Une étude suggère qu’un marqueur biologique spécifique pourrait être associé à la progression de la sclérose en plaques et à l’inflammation cérébrale, sans permettre à ce stade de prédire avec certitude l’évolution chez chaque patient.
Les travaux présentés mettent en évidence un ratio entre deux molécules du système immunitaire, CXCL13 et BAFF. Un déséquilibre entre ces deux marqueurs, avec un niveau plus élevé de CXCL13, pourrait être associé à une inflammation localisée dans le cerveau, notamment au niveau des méninges.
Ce type d’inflammation, parfois qualifié de compartimentalisé, est considéré comme impliqué dans les formes progressives de la sclérose en plaques. Les observations suggèrent qu’un ratio élevé pourrait être lié à une activité inflammatoire plus importante ainsi qu’à des lésions cérébrales.

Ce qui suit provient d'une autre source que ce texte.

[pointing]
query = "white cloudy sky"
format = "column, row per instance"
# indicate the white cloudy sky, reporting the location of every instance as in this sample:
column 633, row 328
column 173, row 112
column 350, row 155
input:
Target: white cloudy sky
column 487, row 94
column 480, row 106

Les chercheurs évoquent la possibilité que ce biomarqueur puisse, à terme, aider à mieux identifier les profils de patients et à adapter certaines stratégies thérapeutiques. Toutefois, ces résultats nécessitent encore des validations avant une utilisation en pratique clinique.
Ces données ouvrent des perspectives vers une approche plus personnalisée de la sclérose en plaques, en fonction des mécanismes biologiques propres à chaque patient.